A Rake's Progress, plate 2, 1735
William Hogarth (1697 - 1764)
RA Collection: Art
Plate two from William Hogarth's set of eight engravings A Rake's Progress. As for many of Hogarth's best-known engravings, the set was based on preexisting paintings by the printmaker, painted in 1734 and now in Sir John Soane's Museum, London.

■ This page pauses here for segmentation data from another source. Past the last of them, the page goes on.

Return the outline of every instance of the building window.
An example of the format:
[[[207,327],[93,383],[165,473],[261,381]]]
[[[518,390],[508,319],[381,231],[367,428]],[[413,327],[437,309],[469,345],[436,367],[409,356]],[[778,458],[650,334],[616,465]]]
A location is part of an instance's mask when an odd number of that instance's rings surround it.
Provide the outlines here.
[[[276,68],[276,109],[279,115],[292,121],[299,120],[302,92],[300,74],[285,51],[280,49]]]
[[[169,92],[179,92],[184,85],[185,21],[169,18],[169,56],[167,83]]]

The set, made as a sequel to Hogarth's Harlot's Progress, was the artist's second 'modern moral subject'. It tells the story of a young man of modest means, Tom Rakewell, coming into an inheritance and entering fashionable London life before succumbing to financial ruin and madness. This plate shows Tom (holding as letter) installed in a stately mansion, surrounded by those who stand to benefit from his patronage: on the left, a dancing master, landscape gardener, fencing master and composer; and on the right a huntsman, jockey and a sinister figure whose letter of recommendation identifies him as a 'Capt. Hackum'. In an anteroom on the left more people (including a poet and a tailor) wait for an audience; the walls are adorned with incompatible artworks, including a Judgement of Paris which parodies Tom's situation.
This impression is from the third state of the plate- in the later states small changes were made to the image, and a mis-spelling of the word 'Harlot' (as 'Horlot') in the accompanying verses was corrected!